En fin de compte, la commande ambitieuse de l'armée n'a pas abouti, l'état-major général ayant logiquement opté pour le Defender, qui a fait ses preuves (et gardé aussi un grand nombre de UAZ). Néanmoins, en 1996, quelque 250 exemplaires d’Avia A11 dans différentes versions avaient été produits. Après le rachat de l'usine automobile de Letnany par le groupe Daewoo, la nouvelle direction a perdu tout intérêt pour la poursuite du développement de ce projet non rentable et s'est rapidement débarrassée de la licence.

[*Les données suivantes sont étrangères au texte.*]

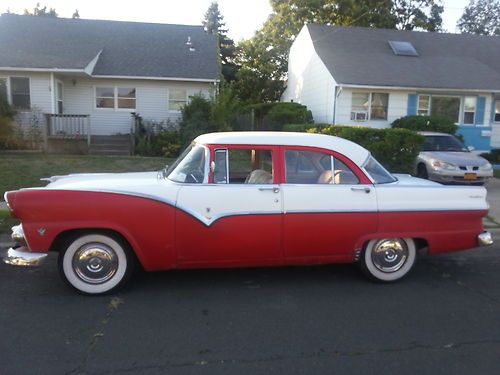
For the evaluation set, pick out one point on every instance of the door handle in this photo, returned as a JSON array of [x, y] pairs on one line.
[[272, 188], [365, 189]]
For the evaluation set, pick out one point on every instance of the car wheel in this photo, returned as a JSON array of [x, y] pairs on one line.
[[95, 263], [388, 259], [422, 172]]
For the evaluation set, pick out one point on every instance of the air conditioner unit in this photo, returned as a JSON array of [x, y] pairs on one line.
[[359, 115]]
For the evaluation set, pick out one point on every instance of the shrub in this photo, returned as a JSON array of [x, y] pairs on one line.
[[426, 123], [396, 149]]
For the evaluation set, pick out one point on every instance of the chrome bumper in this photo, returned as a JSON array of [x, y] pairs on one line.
[[484, 239], [20, 256]]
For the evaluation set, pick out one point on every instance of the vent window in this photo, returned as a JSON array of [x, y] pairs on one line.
[[403, 48]]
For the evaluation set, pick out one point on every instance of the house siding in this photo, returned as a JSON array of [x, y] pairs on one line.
[[309, 81], [151, 102]]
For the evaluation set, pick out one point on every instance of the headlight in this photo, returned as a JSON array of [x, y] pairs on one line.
[[485, 167], [438, 164]]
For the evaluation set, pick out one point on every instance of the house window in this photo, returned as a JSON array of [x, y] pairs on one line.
[[448, 106], [469, 109], [177, 98], [497, 110], [369, 106], [20, 92], [126, 97], [105, 97], [424, 102], [3, 89]]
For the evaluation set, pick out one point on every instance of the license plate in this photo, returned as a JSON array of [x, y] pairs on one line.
[[470, 176]]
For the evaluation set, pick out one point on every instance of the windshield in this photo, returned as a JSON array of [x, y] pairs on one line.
[[443, 143], [189, 167], [378, 173]]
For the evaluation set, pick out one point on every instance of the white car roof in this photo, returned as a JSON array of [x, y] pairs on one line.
[[350, 149]]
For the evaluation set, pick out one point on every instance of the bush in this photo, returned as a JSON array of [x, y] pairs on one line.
[[440, 124], [395, 149]]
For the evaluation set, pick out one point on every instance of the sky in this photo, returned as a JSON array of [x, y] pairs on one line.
[[242, 17]]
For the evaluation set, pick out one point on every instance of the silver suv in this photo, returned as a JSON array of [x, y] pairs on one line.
[[443, 158]]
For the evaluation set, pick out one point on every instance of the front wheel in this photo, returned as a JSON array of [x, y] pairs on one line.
[[388, 259], [95, 263]]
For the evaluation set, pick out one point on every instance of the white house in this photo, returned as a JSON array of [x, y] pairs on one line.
[[367, 76], [84, 78]]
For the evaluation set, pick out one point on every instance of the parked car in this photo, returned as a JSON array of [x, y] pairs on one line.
[[443, 158], [244, 199]]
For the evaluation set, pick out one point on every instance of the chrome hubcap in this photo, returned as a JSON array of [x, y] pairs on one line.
[[389, 255], [95, 263]]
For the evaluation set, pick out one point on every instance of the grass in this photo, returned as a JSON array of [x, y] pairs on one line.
[[25, 170]]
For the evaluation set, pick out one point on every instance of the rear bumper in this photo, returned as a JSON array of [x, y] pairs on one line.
[[21, 256], [484, 239]]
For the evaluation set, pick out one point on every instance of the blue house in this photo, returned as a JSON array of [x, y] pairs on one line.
[[371, 77]]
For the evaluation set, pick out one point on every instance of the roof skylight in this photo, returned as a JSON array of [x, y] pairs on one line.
[[403, 48]]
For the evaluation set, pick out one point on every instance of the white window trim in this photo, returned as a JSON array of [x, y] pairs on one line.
[[168, 99], [369, 109], [9, 93], [115, 98]]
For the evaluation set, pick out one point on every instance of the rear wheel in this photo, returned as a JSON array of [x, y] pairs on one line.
[[388, 259], [95, 263], [422, 172]]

De nos jours, ces rares Avia peuvent être vus ici et là dans les régions reculées de Tchéquie, dans un état déplorable, mais généralement encore en état de marche, ce qui prouve la solidité de sa base mécanique. Il n'y a probablement pas lieu de se faire de grandes illusions quant à son potentiel en collection, mais si vous souhaitez un véhicule forestier un peu agile, pourquoi pas.
Légende des photos :
- L'Avia A11 Trend, alias Auverland A3, était bien adapté à la conduite tout-terrain, mais était loin d'être à la hauteur dans d'autres disciplines.
- L'Avia A11 Trend et l'Auverland A3 (en photo) étaient presque indiscernables.
- L'un des rares points positifs de l'A11 Trend était le grand nombre de variantes de carrosserie.